Nato a Sassari nel 1885 da padre lombardo e madre toscana, nel 1915, insieme a Marinetti, Boccioni, Russolo, Sant’Elia ha firmato il manifesto futurista «L’orgoglio italiano». Sempre in quell’anno si è arruolato nel Battaglione Lombardo Ciclisti e Automobilisti, per combattere accanto alle «teste calde» che vedono nella guerra la grande occasione rivoluzionaria: di nuovo, Marinetti, Boccioni, Russolo, Sant’Elia, ed Erba e Funi. Nel frattempo ha collaborato come disegnatore alla rivista Gli Avvenimenti di Umberto Notari. E i suoi schizzi sulla guerra sono stati elogiati da Boccioni che ha scritto: «Ai piagnucolosi glorificatori di tutto ciò che viene dall’estero tendo a dichiarare qui che le illustrazioni del pittore Sironi superano per potenza plastica, per interesse drammatico e per spirito ironico, le più celebri e le più copiate illustrazioni di qualsiasi giornale o rivista europea o americana».

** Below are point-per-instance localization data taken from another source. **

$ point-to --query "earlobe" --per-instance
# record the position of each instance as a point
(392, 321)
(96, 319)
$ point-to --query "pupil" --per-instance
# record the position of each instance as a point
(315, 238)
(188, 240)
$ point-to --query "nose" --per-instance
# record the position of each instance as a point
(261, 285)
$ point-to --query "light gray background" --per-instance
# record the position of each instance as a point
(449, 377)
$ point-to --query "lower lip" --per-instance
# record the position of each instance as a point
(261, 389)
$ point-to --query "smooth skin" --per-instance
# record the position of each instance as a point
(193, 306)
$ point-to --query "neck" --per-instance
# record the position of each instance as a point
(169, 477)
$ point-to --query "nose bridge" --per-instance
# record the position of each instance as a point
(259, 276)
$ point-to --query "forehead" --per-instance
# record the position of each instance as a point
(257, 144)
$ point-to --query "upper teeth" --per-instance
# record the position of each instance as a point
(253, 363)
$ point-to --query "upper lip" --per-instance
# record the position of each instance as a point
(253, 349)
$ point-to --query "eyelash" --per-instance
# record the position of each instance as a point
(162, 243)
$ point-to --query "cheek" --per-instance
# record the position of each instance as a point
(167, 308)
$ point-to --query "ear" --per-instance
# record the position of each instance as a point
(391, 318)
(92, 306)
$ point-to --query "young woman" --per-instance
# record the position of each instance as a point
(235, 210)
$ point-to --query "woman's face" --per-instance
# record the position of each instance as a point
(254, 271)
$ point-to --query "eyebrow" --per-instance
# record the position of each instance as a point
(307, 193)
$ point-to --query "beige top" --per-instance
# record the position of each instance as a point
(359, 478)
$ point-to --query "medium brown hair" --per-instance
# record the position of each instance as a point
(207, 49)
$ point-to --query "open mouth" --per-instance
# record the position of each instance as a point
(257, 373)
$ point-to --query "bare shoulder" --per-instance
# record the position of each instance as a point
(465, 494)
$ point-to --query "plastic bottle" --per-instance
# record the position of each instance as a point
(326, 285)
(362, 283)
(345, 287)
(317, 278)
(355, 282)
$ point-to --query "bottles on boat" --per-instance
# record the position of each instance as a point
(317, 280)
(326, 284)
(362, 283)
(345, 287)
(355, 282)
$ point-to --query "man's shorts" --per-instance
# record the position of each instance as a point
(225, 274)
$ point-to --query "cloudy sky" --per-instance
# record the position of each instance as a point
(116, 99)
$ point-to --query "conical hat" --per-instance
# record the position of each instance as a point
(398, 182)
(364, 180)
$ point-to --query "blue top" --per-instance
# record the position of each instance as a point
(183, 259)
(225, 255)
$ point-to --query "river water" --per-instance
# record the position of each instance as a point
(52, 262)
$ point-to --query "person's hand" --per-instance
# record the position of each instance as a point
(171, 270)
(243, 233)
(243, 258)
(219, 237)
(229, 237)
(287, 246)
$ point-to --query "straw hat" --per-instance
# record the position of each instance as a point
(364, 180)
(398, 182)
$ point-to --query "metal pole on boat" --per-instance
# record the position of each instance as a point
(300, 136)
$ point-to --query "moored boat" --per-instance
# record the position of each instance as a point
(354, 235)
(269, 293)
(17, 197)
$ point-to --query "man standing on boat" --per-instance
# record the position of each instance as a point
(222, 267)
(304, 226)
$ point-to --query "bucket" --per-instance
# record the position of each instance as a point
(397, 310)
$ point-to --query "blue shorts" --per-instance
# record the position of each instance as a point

Boccioni morirà nel 1916 e non farà in tempo a vedere nemmeno l’alba dell’Italia nuova alla quale gli altri «interventisti della cultura» approderanno, per dir così, naturalmente.
Sironi ne vivrà, invece, tutte le stagioni, dalla «primavera di bellezza» al desolato, «autunnale» aprile lungolago. Poi, il dopoguerra. E una strana democrazia, con tutte quelle «cose» che non si possono fare né dire perché ti «marchiano». E se sei già «marchiato», e non vuoi essere «redento», peggio per te. Ma lui la «logica» dei «pentiti» non l’ha mai accettata. Ed anche questa è una bella lezione.